HCoV-NL63, HCoV-HKU1, HCoV-229E, and HCoV-OC43 circulate worldwide and cause a range of respiratory symptoms [7]. These four HCoVs result in 30% of common colds and acute respiratory infections such as pneumonia and bronchiolitis, especially in immunocompromised children [8, 9]. Lower respiratory tract infections are considered as the most common cause of death among children and are responsible for 15% mortality rate of children under 5 years of age globally [10, 11]. HCoVs pose serious threats to children health as they are associated with acute upper or lower respiratory tract infections [12, 13]. Although HCoVs are distributed globally, the predominant species may vary by region or year. Moreover, a notable feature of COVID-19 pandemic is the relative paucity of published report that describes the potential impact of SARS-CoV-2 on children with acute respiratory infection [14]. However, the prevalence and clinical profiles of HCoVs have been largely underdetermined and no studies described circulation of SARS-CoV-2 and four common HCoVs across multiple years in Zhejiang province, China.

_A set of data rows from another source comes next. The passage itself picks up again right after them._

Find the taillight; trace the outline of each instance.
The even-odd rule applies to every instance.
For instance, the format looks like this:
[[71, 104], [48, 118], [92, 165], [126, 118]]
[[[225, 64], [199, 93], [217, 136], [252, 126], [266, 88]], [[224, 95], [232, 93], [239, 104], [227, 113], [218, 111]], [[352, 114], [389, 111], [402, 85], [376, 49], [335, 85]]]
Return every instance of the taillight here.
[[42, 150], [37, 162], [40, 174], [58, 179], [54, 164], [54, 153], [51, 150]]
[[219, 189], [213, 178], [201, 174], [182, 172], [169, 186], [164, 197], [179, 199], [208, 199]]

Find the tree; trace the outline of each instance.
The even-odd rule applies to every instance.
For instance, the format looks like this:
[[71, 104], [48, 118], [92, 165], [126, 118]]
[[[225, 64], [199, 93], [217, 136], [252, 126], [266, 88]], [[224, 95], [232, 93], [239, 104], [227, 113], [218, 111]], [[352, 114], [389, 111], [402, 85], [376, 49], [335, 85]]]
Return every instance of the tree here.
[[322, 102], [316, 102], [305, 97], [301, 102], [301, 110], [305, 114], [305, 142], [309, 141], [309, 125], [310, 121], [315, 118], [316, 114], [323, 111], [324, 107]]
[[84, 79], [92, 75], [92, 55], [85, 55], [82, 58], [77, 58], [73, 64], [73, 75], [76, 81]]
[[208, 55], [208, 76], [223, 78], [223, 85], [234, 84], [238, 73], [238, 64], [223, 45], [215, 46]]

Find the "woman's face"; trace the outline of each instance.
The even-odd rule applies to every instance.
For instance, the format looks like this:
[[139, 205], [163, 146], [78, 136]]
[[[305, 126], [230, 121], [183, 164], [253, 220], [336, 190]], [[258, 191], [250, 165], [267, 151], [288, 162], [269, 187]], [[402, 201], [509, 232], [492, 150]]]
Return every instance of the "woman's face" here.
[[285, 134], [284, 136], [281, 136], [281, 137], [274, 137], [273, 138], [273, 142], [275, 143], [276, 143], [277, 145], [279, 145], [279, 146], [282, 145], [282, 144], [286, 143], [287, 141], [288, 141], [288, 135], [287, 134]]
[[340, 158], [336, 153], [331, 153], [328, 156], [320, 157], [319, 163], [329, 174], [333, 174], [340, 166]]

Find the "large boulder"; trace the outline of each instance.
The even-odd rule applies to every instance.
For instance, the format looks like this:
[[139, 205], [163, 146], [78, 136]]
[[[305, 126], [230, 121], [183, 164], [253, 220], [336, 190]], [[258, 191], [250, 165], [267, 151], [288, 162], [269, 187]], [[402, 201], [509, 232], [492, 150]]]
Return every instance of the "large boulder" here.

Considering the discovery of novel SARS-CoV-2, we retrospectively investigated the role of SARS-CoV-2 and common human coronaviruses (HCoV-229E, HCoV-OC43, HCoV-NL63 and HCoV-HKU1) in childhood respiratory infections in Zhejiang province, China, and results were compared to data for other viral respiratory pathogens including influenza A and B, parainfluenza, respiratory syncytial virus, rhinovirus, and adenovirus.

Ethical approval statement

The studies involving human participants were reviewed and approved by Zhejiang Provincial Center for Disease Control and Prevention of ethics committee. Children’s parents/guardians have been notified the purpose of the study and the right to keep information confidential. Children’s parents/guardians provided their written informed consent to participate in this study.

Sample collection

A total of 3660 retrospective respiratory samples were collected from children (age, ≤ 18 years) with acute respiratory tract infections who admitted to Children’s Hospital of Zhejiang University from 2017 to 2019. Written informed consent was obtained from the guardians of all participants before specimens and data collection. Specimens were collected in accordance with Zhejiang Provincial CDC guidance and contained nasopharyngeal swab (n = 26), sputum (n = 3590) and bronchoalveolar lavage (n = 41). 2138 samples were from male and the remaining were from female. Clinical specimens were initially kept in sterile EP tube with 5 mL viral transport medium (Becton, Dickinson and Company, NJ) and then transferred to Zhejiang Provincial CDC within the same day for routine monitoring. All clinical samples were stored at − 80 °C prior to blinded analysis. Clinical data including symptoms, history of illness, severity of infection, demographic data, drug usage and laboratory examination were recorded for each patient and reviewed retrospectively when patients confirmed with HCoV infections.

Nucleic acid extraction

Viral nucleic acid was extracted from 200 μL of clinical specimens using QIAGEN Cador Pathogen 96 QIAcube HT Kit (Qiagen, Hilden, German) and following manufacturer’s instructions. The extracts were eluted into 50 μL of DNase- and RNase-free water and stored at − 80 °C until used as a template for PCR assay.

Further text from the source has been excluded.